Under a delicately suspended wooden bridge, 18 kayakers balance on a steep rocky bank in an equally delicate manner.  Welcome to the put in for the Upper Moon Gorge of the Mekong River.  Surrounding the put in are acres of terraced farmland pushing high up the gorge walls.  In the distance these kayakers can see the Mei Li Snow Mountain Range, which makes them seem miniscule in comparison.  Pushing off the banks, World Class Kayak Academy is on a mission to enjoy this mighty river. 

Quinn Connell and Erik Johnson double teaming the first rapid.  Photo by LJ Groth.

The Moon Gorge of the Mekong River is located in Xidong, Yunnan Province.  World Class is staying in a beautiful wood-crafted guesthouse 45 minutes away from the river’s put in.  However, the take out  is only 10 minutes away.  The students (and some teachers) have been waking up in time for head coach Jesse Shimrock’s brutal but rewarding strength workouts.  Occasionally yoga is lead by assistant coach Susan Hollingsworth or World Class veteran Kristi Murrin.  Yoga is a great way to start off the day, stretching sore muscles and leaving the students relaxed before another epic day of school and kayaking.  In order to fit kayaking into a day with limited sunlight and to still include school, World Class has class until lunch, going kayaking, returning and finishing class before a 7 o’clock dinner.

The Mekong River is commonly known as the large Vietnamese river that was so prominent in the Vietnam War.  This is the same river.  Others may know the river from many dam projects that will be constructed on it in the future.  For the time being, the amazing whitewater is not affected.  Directly after the put in is the largest rapid on the river.  Some of the group has been charging down this rapid, coming out with smiles on their faces.  Others portage it and receive a just amount of excitement from watching others.  After moving through some wave trains comes the next rapid, a super long one that dispenses crashing wave after crashing wave.  Directly after the aforementioned rapid is another similar one, although not as long.  It does have a large hole in the middle, which many people have been playing in. 

Ben Hurd throwin' down above S-turn.  Photo by LJ Groth.

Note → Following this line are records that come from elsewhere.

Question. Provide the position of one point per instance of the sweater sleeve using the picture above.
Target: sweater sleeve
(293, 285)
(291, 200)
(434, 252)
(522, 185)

Around the next bend comes, yes you guessed it, another rapid.  This one is different though.  So different, it’s not even possible to run.  World Class gets out of their boats and walks past this rapid, keeping their feet dry.  This rapid possesses a hole of massive proportions that no kayaker in their right mind would want to go into (except Ivan).  Staring at this rapid for a moment makes boaters feel a surge of respect for the many CFS the Mekong constantly rushes through itself.  There is one major rapid left, and it goes by the name of S-Turn.  No, not the famous S-Turn of the Alseseca River in Mexico; this one has way more power and volume.  S-Turn has a great play-hole at the beginning, which many people have been taking full advantage of for looping practice.  After that there are two possible lines.  One is to go straight down the center, charging through two diagonal holes.  This line has been very popular.  The other line is to ferry hard over to river right.  This move will take the kayaker to a large green tongue, which shoots out to the pool of flatwater below.  Either line is challenging, exciting, and most importantly, fun. 

Some smaller rapids follow, but soon enough World Class is at the take out.  It isn’t very often that river runners are able to take out in a pine forest leading up to a Buddhist monastery.  Bus and truck waiting, World Class scurries back to their guesthouse to finish off a day of school.  Mission successful, World Class! Another river to add to the old quiver.